Artículos de revistas
Porous mullite ceramics formed by direct consolidation using native and granular cold-water-soluble starches
Fecha
2014-04Registro en:
Talou, Mariano Hernán; Moreno, Rodrigo; Camerucci, Maria Andrea; Porous mullite ceramics formed by direct consolidation using native and granular cold-water-soluble starches; Wiley; Journal of the American Ceramic Society; 97; 4; 4-2014; 1074-1082
0002-7820
Autor
Talou, Mariano Hernán
Moreno, Rodrigo
Camerucci, Maria Andrea
Resumen
In this article, the processing and microstructures of porous mullite bodies prepared by modifying the conventional route of the starch consolidation casting method were studied. The proposed route, called the “soluble route”, involves the use of native starches (i.e., potato, cassava, and corn starches) and a synthesized granular cold-water-soluble (GCWS) starch.
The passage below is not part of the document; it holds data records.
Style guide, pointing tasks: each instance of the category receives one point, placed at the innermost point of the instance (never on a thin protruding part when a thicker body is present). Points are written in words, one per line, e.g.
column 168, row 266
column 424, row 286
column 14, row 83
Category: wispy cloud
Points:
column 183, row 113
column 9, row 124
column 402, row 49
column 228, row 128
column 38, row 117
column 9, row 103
Stable aqueous mullite-starch suspensions (0.25 starch volume fraction of 40 vol% total solids) were prepared by mixing. The total starch content was a mixture of ungelatinized native starch and GCWS starch with a 1:10 ratio of GCWS starch to total starch. Steady-state shear flow properties of the suspensions were analyzed by measuring viscosity. The addition of CGWS starch increased the starting suspension viscosity and thus prevented the particle segregation. Porous mullite bodies were obtained by heating (80°C, 2 h) the suspensions in metallic molds and by drying (40°C, 24 h) and sintering (1650°C, 2 h) the green disks after burning out the starch (650°C, 2 h). Green bodies obtained before and after the burning-out process, and the sintered disks were characterized with density and porosity measurements (Archimedes method) and microstructural analysis by scanning electron microscopy. The phases generated after the sintering process were determined by X-ray diffraction analysis, and pore size distributions were studied by Hg-porosimetry. The obtained results showed that the use of the GCWS starch made the shaping of homogeneous mullite bodies without cracks or deformations possible along with the development of controlled porous microstructures.